1936 Buick Roadmaster 36-80 Sedan, 4-door
Owner: Bernie and Janice Taulborg Collection
Original cost: $1,255.00 (In 1936: average annual household income, $1,713.00; average home, $3,935.00; gallon of gas, 10 cents)
Number made: 16,049
Engine, etc.: 3-speed, manual; 8 cyl., 120 h.p., 320.2 cid; 131” wheelbase; 4,098 lbs.
This was the first year for the Roadmaster model. Only two body styles were offered in 1936 in the Roadmaster series: a four-door trunk sedan and an elegant convertible phaeton.
The name “Roadmaster” conjures up images of a big, powerful highway automobile, just what Buick intended.
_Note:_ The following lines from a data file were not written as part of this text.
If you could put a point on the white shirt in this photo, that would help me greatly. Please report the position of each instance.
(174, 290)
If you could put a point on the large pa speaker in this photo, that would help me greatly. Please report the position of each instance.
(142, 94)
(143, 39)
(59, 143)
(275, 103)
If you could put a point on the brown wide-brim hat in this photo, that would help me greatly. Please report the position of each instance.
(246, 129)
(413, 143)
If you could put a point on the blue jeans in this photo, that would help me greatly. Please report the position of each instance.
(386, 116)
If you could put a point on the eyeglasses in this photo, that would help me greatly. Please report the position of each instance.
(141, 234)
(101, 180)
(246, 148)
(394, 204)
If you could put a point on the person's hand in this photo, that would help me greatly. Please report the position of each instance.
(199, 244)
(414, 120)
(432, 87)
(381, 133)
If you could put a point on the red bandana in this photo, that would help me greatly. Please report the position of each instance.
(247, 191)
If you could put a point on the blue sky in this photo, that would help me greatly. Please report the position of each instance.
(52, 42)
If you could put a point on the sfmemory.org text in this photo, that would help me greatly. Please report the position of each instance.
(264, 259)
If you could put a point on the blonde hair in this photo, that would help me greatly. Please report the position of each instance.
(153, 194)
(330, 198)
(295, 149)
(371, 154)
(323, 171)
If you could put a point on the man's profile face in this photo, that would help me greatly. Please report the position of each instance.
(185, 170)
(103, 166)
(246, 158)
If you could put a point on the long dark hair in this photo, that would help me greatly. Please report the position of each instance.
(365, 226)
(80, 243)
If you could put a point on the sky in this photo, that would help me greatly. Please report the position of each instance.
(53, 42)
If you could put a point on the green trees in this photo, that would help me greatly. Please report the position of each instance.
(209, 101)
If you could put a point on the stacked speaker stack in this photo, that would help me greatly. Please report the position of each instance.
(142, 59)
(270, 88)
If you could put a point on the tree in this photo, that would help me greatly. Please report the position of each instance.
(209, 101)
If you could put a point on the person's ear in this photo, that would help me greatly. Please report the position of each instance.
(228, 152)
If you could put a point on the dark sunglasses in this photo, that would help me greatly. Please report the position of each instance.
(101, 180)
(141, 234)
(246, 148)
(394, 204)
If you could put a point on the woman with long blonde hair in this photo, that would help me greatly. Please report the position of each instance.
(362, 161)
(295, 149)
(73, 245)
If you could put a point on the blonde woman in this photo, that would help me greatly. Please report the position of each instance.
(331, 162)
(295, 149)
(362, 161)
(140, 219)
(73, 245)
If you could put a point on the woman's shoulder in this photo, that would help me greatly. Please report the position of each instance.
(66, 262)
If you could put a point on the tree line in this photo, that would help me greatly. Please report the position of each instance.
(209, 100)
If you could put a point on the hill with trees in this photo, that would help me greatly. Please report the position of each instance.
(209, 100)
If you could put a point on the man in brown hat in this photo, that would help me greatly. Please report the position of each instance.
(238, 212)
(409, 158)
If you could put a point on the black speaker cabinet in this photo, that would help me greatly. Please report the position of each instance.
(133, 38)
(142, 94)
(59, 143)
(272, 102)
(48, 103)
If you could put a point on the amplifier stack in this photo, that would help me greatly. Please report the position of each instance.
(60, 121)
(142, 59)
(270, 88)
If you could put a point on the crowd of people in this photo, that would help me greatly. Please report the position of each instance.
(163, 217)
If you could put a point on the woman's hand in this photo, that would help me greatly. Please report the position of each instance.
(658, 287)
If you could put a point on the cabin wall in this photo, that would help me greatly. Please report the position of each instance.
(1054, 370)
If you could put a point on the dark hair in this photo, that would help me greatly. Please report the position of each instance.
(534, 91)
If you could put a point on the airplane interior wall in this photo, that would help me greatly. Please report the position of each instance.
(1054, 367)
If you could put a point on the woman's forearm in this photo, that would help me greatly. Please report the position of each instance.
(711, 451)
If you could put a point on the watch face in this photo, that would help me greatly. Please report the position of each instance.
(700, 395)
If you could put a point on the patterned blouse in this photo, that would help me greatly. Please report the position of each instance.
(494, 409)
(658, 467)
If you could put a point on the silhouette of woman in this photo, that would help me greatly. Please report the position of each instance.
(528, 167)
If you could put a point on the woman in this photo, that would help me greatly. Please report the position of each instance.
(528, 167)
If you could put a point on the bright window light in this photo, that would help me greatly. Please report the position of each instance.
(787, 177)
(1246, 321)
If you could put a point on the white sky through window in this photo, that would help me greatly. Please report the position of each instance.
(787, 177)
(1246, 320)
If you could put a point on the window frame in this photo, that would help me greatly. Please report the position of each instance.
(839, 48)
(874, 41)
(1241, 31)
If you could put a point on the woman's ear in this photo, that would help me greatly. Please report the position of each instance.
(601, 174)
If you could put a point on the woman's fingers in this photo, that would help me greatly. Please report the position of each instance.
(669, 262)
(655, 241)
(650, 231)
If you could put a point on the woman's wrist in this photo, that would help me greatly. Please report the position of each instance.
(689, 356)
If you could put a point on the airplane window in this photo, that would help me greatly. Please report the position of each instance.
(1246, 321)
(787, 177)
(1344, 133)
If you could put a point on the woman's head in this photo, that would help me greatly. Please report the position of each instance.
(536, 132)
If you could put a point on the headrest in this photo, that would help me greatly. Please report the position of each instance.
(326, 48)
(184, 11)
A 1936 Buick sales catalog said “It literally named itself the first time a test model leveled out on the open highway.”
Buick’s straight-eight engine was heavily revised in 1936. One size was 233 cu. in., 93 horsepower for the Special, and the other was 320 cu. in., 120 hp for the larger series which included the Series 60 Century, Series 80 Roadmaster, and Series 90 Limited.
This was the first year Buicks were identified by a model name as well as a number, to celebrate the engineering improvements and design advancements over their 1935 models. All 1936 Buicks looked dramatically different from their 1935 counterparts and their series names would soon become well known.
Hydraulic brakes became standard equipment on the Buicks in 1936. Coil springs were used in the front, and this was the first year Buick adopted an all steel turret top.
The Roadmaster was a big car, with a 131” wheelbase, seven inches shorter than the Limited but nine inches longer than the Century.
The Roadmaster was a phenomenal bargain. The sedan sold for $1,255, undercutting the least expensive Cadillac by $440. The convertible phaeton cost $1,565 compared to Cadillacs of the same body style which sold for $2,745 – $7,850.
The new style was a big hit with total 1936 model year sales tripling from just over 48,000 to nearly 158,000, with the Series 80 Roadmaster contributing 16,049 to that number.
Buick was not satisfied to rest on its laurels from the 1936 re-design. In 1937 it undertook another major redesign and the new models looked even better. A new carburetor and revised camshaft increased horsepower even though engine cubic inch size remained unchanged on the straight eight.